VII

She rose after a time, her eyes not seeking his.

"Grace will be coming home directly," she said briskly. "I must get supper ready."

"One thing"—he raised a restraining hand—"keep quiet about this. I've told you too much already."

For half an instant Laura Rawn almost wondered whether this thing might not be true. Such things had happened in this country. Was there not daily proof before her eyes? And might not fortune reverse her wheel for them also; might not lightning choose, as sometimes elsewhere it had chosen, a humble and unimportant spot for its alighting? Who can read the plans of the immortal gods? asked the pagans of old. Who, asked Laura Rawn, devout Christian, can foresee the plans of a Divine Providence?

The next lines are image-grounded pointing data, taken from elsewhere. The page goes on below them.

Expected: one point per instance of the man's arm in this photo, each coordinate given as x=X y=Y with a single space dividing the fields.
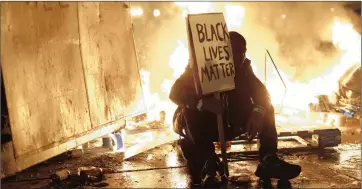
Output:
x=183 y=92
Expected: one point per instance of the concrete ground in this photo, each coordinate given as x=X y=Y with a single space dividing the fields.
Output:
x=164 y=167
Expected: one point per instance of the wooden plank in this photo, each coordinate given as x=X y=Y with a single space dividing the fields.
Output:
x=109 y=59
x=8 y=164
x=44 y=82
x=24 y=162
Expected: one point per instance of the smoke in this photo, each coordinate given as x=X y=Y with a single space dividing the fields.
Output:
x=297 y=34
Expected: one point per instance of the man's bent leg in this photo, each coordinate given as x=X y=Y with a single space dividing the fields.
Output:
x=270 y=165
x=200 y=159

As for John Rawn, he troubled but little over the immortal gods or over a Divine Providence, feeling small need of the aid of either. He had himself.

CHAPTER VII
THE DIFFERENCE BETWEEN MEN

I

Thus far, the Rawn planet had moved but in restricted orbit, to wit: one bounded as to one extremity by the dingy yard and narrow walls of a home rented at twenty dollars a month; at the other, by the still dingier and more prosaic business surroundings of a railway's general offices. Narrow and dull enough the Rawn life had been, and in such a life, lived on into middle age, you scarce could have blamed a man had he settled back for ever into the grip of the upreaching fingers of monotony. The half mechanical and parrot-like repetition of set phrases in a restricted line of business correspondence for Rawn himself, day after day; the dull and endless round of homekeeping duties for the wife—what but narrowness and dullness could come out of life such as this? Wherefore you should not have been surprised had you been told that Grace Rawn was simply the outgrowth of this sort of home, this sort of life, not much different from other girls of her class.